Bottom end looks very nice, very oily, I do not think it was straight gassed.
Id guess it got VERY hot and stopped suddenly- cooling with the piston stuck- cylinder covered area cooled at a different rate to the piece open to the port- leaving a clear "photo" image.
 
Id guess it got VERY hot and stopped suddenly- cooling with the piston stuck- cylinder covered area cooled at a different rate to the piece open to the port- leaving a clear "photo" image.
Very interesting, you may be exactly right. I have no idea what happened with the previous owner, but the cooling fins were completely clean, so it's possible the carb tuning was way off, or it just got worked REALLY hard in hot weather.
Getting some parts on order...they say these Stihls are hard to work on. Little do they know I've worked on Mini Macs, haha.
 
Closer look at one of your photos- it looks like something has been caught slightly right of centre top of the exhaust port and possibly caused the stoppage.

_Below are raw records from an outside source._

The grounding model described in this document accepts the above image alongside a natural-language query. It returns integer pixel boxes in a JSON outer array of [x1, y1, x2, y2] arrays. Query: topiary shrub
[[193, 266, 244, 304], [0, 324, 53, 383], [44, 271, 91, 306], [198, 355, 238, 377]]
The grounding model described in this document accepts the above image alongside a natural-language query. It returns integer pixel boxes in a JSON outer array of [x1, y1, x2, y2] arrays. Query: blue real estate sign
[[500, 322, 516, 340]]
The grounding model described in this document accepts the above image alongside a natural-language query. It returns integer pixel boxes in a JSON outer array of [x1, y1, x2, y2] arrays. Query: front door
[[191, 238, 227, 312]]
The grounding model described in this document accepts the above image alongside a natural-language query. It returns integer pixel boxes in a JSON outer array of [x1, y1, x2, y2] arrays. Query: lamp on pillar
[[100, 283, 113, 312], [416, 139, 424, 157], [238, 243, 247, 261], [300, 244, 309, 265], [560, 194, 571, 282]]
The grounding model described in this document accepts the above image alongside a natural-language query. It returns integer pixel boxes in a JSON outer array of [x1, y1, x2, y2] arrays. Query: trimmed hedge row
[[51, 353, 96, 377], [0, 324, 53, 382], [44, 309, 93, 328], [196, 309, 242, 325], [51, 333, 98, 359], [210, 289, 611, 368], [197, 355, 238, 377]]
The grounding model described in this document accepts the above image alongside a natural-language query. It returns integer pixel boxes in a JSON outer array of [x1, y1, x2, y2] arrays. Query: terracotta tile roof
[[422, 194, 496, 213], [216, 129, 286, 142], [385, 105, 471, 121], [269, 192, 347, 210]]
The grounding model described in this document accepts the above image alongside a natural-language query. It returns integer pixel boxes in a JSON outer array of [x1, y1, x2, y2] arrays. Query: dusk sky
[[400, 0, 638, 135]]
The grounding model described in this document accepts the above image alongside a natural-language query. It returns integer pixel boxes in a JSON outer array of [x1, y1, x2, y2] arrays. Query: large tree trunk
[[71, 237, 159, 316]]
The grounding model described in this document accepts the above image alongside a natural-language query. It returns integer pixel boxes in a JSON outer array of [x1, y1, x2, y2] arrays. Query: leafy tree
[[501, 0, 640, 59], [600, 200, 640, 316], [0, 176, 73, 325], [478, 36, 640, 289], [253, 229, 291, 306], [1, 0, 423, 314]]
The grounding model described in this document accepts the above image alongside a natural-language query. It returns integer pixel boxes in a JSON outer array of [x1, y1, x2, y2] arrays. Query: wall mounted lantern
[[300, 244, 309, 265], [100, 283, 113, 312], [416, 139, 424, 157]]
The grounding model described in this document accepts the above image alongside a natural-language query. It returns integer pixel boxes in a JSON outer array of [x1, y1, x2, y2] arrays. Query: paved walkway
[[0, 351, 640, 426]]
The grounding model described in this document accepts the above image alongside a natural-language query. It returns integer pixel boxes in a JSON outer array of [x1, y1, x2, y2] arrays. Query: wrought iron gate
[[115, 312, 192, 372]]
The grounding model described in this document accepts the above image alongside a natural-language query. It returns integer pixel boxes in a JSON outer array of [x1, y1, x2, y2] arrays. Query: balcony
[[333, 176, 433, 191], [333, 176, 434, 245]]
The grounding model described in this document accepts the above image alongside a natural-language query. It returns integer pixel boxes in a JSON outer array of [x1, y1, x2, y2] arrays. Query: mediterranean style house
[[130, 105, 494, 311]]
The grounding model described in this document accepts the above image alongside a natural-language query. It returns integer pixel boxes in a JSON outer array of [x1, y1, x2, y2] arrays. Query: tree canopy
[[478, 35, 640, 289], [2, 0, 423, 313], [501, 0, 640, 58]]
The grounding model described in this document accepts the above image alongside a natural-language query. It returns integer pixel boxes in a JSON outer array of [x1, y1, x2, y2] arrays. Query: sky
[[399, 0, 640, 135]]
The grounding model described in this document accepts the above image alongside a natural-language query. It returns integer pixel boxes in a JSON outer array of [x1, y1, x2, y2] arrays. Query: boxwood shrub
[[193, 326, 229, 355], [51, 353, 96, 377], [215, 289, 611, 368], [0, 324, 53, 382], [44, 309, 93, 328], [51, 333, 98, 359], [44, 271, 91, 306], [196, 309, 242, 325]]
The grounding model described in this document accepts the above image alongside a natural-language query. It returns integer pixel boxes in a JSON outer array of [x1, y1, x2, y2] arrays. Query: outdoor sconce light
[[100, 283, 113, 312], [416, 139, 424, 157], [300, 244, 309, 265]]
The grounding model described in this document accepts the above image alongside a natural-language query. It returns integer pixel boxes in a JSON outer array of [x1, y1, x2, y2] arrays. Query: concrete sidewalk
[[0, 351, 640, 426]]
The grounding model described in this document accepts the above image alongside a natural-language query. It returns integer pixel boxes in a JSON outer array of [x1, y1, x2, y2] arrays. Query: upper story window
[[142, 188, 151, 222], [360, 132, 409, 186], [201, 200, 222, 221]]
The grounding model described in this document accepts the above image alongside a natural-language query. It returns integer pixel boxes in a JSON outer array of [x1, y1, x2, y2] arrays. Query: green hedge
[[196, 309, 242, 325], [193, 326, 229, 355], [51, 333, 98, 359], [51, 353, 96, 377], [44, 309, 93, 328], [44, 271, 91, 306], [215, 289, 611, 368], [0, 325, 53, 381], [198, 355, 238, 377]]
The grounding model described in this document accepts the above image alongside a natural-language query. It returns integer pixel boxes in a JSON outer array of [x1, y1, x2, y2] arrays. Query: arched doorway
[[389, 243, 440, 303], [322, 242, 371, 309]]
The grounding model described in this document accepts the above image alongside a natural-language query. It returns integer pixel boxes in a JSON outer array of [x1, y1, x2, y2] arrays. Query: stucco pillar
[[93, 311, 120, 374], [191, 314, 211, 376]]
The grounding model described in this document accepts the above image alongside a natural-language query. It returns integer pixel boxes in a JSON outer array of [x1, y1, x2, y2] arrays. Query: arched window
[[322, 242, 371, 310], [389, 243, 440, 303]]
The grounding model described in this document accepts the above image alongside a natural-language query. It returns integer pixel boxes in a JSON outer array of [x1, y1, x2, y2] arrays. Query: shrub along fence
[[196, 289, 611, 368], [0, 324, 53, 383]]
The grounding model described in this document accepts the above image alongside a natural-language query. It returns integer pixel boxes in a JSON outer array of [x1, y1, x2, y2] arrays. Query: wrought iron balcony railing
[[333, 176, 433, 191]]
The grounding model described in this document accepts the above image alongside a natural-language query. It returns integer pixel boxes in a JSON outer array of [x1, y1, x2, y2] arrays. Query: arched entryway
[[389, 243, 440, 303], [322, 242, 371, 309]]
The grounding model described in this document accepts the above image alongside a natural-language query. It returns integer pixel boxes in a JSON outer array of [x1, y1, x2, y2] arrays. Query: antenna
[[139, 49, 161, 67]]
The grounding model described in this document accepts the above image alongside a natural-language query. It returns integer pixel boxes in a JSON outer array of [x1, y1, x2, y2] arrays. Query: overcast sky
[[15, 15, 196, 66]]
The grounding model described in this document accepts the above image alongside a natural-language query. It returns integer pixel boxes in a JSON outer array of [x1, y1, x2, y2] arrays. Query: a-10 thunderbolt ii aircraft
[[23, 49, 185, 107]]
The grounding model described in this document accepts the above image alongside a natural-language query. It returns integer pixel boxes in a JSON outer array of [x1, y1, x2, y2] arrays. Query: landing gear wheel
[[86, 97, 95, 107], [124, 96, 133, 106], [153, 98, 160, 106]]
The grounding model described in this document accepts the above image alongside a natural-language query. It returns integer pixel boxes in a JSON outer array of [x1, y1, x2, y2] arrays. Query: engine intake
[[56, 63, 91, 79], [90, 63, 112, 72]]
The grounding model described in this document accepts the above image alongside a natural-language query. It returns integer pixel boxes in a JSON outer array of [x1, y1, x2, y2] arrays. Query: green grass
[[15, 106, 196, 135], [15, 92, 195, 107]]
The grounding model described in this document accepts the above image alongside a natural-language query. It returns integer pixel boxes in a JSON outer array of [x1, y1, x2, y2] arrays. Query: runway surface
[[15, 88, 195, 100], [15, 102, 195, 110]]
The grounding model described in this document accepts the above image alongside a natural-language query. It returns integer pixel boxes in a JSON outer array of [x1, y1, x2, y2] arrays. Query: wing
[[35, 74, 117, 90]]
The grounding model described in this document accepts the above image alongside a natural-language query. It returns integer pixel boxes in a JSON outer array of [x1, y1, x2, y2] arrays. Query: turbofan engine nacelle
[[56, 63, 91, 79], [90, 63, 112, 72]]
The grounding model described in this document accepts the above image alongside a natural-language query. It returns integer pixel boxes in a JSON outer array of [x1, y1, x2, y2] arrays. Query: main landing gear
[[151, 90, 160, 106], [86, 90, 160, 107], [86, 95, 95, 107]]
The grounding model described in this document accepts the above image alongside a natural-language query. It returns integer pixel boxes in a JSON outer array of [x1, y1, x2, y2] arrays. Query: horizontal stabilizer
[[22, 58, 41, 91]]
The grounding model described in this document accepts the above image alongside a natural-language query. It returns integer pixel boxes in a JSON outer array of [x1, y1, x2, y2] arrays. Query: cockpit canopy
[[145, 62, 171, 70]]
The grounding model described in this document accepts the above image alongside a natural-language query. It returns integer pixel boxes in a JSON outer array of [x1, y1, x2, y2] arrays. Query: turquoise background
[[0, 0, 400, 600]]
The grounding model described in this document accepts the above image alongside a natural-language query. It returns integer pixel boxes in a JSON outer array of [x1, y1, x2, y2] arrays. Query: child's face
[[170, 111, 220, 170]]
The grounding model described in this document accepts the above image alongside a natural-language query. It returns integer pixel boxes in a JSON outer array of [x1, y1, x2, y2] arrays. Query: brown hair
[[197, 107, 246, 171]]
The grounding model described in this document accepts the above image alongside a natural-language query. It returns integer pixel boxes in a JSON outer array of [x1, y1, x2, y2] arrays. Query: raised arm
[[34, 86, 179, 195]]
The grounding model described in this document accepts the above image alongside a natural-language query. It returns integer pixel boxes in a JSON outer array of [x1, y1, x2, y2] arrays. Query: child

Looks a bit like a bearing needle rod imprint, possibly a piece of bearing cage. Be interesting to see if there is a corresponding mark on the cylinder wall.

390 piston.jpg
 
I use two flat heads to get the bearing away from the crank flange then a 2 jaw puller to fully remove it, tap the new bearing on with a 1/2 drive deep socket on the inner race. If reusing a piston get new rings, the bottom of the cylinder is chamfered so you do not need a ring compressor. Simply orient the rings correctly and slide the piston in, I have needed to push a ring into its land in the past to get it slid in. Oem rings are the best choice for longevity, caber are ok in a pinch.
I simply drill a 1/2 hole in the center of the muffler baffle then cut out the majority of the area covered by the exhaust diverter. This greatly increases flow killing the bad restriction these mufflers have.
 
Will I need a piston ring compressor to put this back together or nah?
For years I have gotten along without a piston ring compressor. It takes some patience and co-ordination, but it can be done bare handed, top down. I made a couple of hardwood supports and shims for the piston to rest on as I work my way along. As you may already know, the Stihl 290, 310, 390, require lots of take down to rebuild the top ends. Good Luck!
 
It can be done without tools, but much easier with an inexpensive kit of tools available from our Site sponsors, amazon, ebay, and various other suppliers.
Search for "chainsaw piston ring compressor". Sorry, I couldn't get a picture of the kit to post.
 
Closer look at one of your photos- it looks like something has been caught slightly right of centre top of the exhaust port and possibly caused the stoppage.
Looks a bit like a bearing needle rod imprint, possibly a piece of bearing cage. Be interesting to see if there is a corresponding mark on the cylinder wall.

View attachment 1242368
It's possibly from a chunk of carbon, but I'm not sure. All of the bearings seem to be in good order, but I'm inspecting everything. I can't find evidence of anything failing except the piston and the flywheel...
 
Good used piston installed.... piston rings and oil seals are on order. I'm going to reuse the main bearings, they look and feel absolutely perfect, metal races, I can't justify pulling them off.